Ya dentro de la casa pudo llegar al teléfono, que para su suerte estaba en un banco contra la pared, lo que le permitió no tener que levantarse. Nadie le contestó. Seguramente los patrones andarían por el pueblo y la gente que trabajaba en la casa ya se habría retirado. Estaba atardeciendo cuando se quedó dormido. Despertó, ya de noche. Volvió a insistir con el teléfono, pero no tuvo éxito. Seguramente los patrones se habrían alojado en la casa del pueblo y recién a la mañana alguien escucharía el teléfono. Tenía mucha sed. No había tomado agua desde la mañana. Miró la pileta que estaba enfrente de donde se hallaba recostado contra la pared. Tal vez si intentaba incorporarse podría llenar un vaso de agua. Lo intentó dos veces pero el dolor lo hacía caer hacia atrás. Una vez más. Se aferró a la silla que tenía a su derecha y lo logró.

Le temblaba la mano que sostenía el vaso, por el esfuerzo y la tensión del dolor. Estiró la mano y pudo tomar un pan que estaba en el estante. No quiso aventurarse hasta la cama, sería demasiado esfuerzo. Decidió volver a apoyarse en la pared y allí esperar a que llegue el nuevo día.
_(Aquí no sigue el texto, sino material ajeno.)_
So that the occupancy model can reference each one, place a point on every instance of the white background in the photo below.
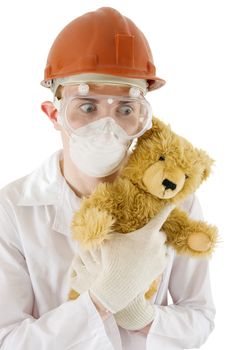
(190, 44)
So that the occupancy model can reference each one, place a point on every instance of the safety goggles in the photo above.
(131, 112)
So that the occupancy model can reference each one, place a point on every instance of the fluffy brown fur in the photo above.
(164, 168)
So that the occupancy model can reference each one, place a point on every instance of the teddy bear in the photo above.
(163, 169)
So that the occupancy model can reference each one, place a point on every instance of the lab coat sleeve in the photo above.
(187, 323)
(72, 325)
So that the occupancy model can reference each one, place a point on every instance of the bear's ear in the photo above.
(158, 125)
(206, 164)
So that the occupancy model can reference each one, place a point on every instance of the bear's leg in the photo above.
(91, 226)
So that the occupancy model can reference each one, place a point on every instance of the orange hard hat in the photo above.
(104, 42)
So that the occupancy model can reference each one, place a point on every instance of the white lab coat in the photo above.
(35, 252)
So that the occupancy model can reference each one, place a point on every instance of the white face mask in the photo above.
(98, 148)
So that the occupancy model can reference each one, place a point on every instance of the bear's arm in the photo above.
(187, 236)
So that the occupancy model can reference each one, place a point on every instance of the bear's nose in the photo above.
(169, 184)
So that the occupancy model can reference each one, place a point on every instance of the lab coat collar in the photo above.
(47, 186)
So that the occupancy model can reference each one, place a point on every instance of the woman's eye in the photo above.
(125, 110)
(88, 107)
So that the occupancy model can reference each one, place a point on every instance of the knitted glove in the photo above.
(137, 314)
(130, 262)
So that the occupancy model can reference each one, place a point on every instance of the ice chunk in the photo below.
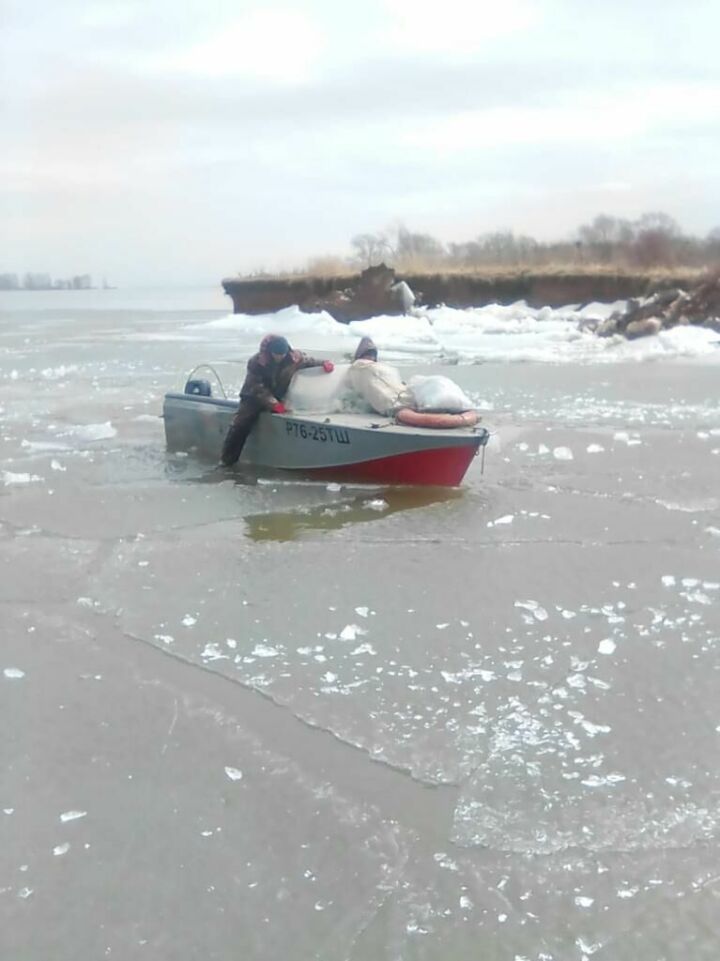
(265, 650)
(12, 479)
(537, 611)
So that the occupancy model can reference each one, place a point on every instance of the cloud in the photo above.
(456, 27)
(274, 44)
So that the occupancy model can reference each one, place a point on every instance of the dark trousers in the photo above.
(243, 423)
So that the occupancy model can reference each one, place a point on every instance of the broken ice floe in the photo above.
(505, 519)
(363, 649)
(11, 479)
(538, 612)
(13, 673)
(265, 650)
(212, 652)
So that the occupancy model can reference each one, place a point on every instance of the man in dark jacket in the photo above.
(268, 377)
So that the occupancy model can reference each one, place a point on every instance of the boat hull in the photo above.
(342, 447)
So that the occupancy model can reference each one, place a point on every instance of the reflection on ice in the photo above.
(341, 512)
Cuando Ismael abrió los ojos en el hospital de Junín de los Andes, no entendía muy bien donde estaba. Respirar el extraño aire de la sala de Cuidados Intensivos dejaba muy lejos al aroma de la bosta seca ardiendo en la cocina y el de los pastos del campo. Un arco metálico, por encima de la cama, sostenía parte de su cuerpo, a través de unos alambres. Otra vez un alambre, parecía ser el sostén de su vida. Vagamente recordaba la voz de Rosita, quien atendió el teléfono aquella mañana y escuchó la voz entrecortada, pidiendo ayuda. No recordaba más nada. Cuando volvió a la estancia, luego de casi un año de rehabilitación, alguien le contó que al gateado lo habían vendido. Al principio lo lamentó, después pensó que estaba bien, verlo por allí le recordaría el accidente. Lo esperaba algo más que el parque del casco de la casa principal, del cual se haría cargo. Allí estaba Barbucho, esperándolo en la nueva casa.